GRIMM is pleased to present The Varieties of Religious Experience, a solo exhibition of new paintings by Dave McDermott, on view in New York opening on November 18, 2022. This will be McDermott's fifth exhibition with the gallery.
The exhibition is titled after the book of lectures by psychologist and philosopher William James that contains descriptions of private experiences of theology and mysticism to explore human nature. McDermott's painting practice aims to examine our collective history and experience through allegorical, or rather meta-allegorical1, depictions. Representations and symbols coalesce in the artist's compositions in ways that are pluralistic and usurp singular interpretations, prompting unforeseen readings and endless understandings.
McDermott's newest body of work explores the theme of "dissociation," a coping mechanism employed by the human psyche during episodes of exceptional distress.
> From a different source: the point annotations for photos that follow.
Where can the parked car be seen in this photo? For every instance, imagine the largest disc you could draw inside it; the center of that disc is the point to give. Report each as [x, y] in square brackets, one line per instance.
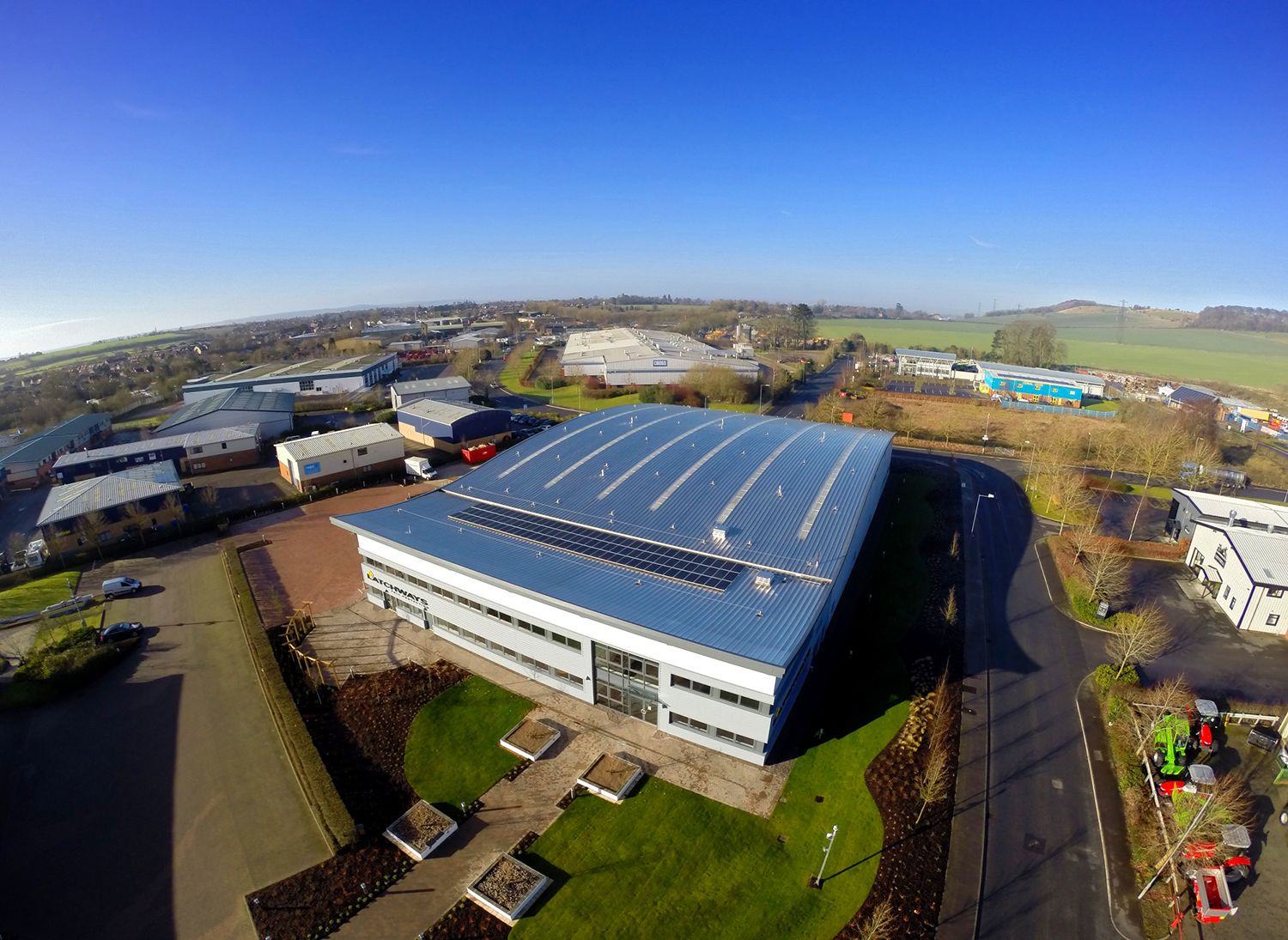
[120, 633]
[120, 587]
[80, 600]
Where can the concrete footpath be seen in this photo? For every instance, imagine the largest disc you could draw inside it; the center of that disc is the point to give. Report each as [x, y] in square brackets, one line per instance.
[958, 917]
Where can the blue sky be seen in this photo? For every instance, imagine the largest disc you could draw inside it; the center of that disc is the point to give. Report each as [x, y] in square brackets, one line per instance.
[161, 167]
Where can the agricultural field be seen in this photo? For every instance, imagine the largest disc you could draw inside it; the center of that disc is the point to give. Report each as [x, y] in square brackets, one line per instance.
[38, 362]
[1254, 361]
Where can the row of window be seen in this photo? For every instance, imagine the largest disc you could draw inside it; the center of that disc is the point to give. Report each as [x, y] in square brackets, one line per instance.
[507, 652]
[474, 605]
[723, 694]
[703, 728]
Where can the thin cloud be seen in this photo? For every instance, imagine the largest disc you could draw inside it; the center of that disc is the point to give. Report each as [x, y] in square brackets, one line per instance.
[141, 113]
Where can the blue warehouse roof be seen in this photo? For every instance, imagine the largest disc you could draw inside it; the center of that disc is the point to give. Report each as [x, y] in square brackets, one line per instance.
[723, 531]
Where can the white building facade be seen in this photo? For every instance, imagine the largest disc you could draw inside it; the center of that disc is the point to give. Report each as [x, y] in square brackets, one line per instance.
[1246, 572]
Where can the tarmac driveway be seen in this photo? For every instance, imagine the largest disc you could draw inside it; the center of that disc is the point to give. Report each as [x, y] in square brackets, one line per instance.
[1218, 659]
[152, 801]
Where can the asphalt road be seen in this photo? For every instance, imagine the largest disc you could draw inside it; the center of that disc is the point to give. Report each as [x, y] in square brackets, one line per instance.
[152, 801]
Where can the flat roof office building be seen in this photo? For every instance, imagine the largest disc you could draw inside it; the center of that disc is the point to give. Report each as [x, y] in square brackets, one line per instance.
[644, 357]
[671, 564]
[308, 378]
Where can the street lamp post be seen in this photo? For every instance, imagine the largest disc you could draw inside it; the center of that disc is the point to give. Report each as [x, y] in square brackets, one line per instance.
[827, 850]
[975, 515]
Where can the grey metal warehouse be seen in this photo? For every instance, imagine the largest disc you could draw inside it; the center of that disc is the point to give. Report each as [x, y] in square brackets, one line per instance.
[671, 564]
[273, 412]
[198, 452]
[453, 425]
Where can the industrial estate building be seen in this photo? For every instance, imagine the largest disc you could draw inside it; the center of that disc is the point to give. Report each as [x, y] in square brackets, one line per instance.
[30, 463]
[924, 362]
[671, 564]
[309, 378]
[443, 389]
[105, 509]
[197, 452]
[451, 427]
[347, 455]
[644, 357]
[272, 412]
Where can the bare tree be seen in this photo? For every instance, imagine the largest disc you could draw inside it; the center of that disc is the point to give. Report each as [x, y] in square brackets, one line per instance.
[1105, 569]
[1139, 636]
[881, 924]
[1154, 451]
[93, 525]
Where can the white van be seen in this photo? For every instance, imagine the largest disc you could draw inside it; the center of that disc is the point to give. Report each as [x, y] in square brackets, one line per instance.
[118, 587]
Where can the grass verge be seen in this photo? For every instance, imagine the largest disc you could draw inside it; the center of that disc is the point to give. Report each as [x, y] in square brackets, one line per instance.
[39, 594]
[453, 754]
[319, 788]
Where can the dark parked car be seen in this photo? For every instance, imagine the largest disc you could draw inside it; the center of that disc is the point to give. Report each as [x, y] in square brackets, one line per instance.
[120, 633]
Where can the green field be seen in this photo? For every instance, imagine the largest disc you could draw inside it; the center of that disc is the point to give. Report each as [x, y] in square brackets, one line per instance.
[1254, 361]
[26, 365]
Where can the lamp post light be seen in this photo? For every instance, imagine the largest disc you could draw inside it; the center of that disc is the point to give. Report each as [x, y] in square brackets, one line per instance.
[975, 515]
[827, 850]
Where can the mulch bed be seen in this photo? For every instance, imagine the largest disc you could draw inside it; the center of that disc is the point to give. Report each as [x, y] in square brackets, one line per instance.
[361, 731]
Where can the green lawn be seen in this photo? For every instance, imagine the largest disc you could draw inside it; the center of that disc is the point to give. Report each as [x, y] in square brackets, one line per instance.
[39, 594]
[453, 755]
[670, 863]
[1257, 361]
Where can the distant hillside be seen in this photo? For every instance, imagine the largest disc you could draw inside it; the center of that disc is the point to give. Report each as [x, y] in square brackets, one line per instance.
[1259, 318]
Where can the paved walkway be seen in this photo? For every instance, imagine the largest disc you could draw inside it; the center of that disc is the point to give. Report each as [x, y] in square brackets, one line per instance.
[368, 639]
[510, 810]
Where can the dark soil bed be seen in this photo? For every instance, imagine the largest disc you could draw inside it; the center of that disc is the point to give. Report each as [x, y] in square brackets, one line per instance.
[361, 733]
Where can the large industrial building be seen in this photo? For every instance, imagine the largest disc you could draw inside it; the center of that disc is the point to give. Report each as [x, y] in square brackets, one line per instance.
[443, 389]
[308, 378]
[197, 452]
[451, 427]
[1030, 384]
[30, 463]
[924, 362]
[644, 357]
[272, 412]
[672, 564]
[345, 455]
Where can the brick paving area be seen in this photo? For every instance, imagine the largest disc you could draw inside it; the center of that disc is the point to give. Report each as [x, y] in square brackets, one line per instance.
[308, 559]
It can be described as a psychological state similar to an "out of body experience," where the mind tricks the person into believing they are watching themselves from outside of their body, as if watching a scene from a film.
Dissociation is a theme that is personal to McDermott but also one that parallels to the stress response of the world at large - a feeling that is at once private and universal. McDermott's exploration of it offers a perspective on the relationship between viewer and object, a nod to the act of viewing art itself.
Among the meta-allegorical representations in this body of work are linear markings of a golden facial profile atop each painting, as seen in most works such as Paradiso Contaminato and Seppuku, an explicit reference to the dissociated viewer. The exception to this unifying aesthetic is the large-scale work IHMAIWTD that hangs alone in an anteroom separate from the works in the exhibition, an embodiment of the self and thus a portrait in its own right.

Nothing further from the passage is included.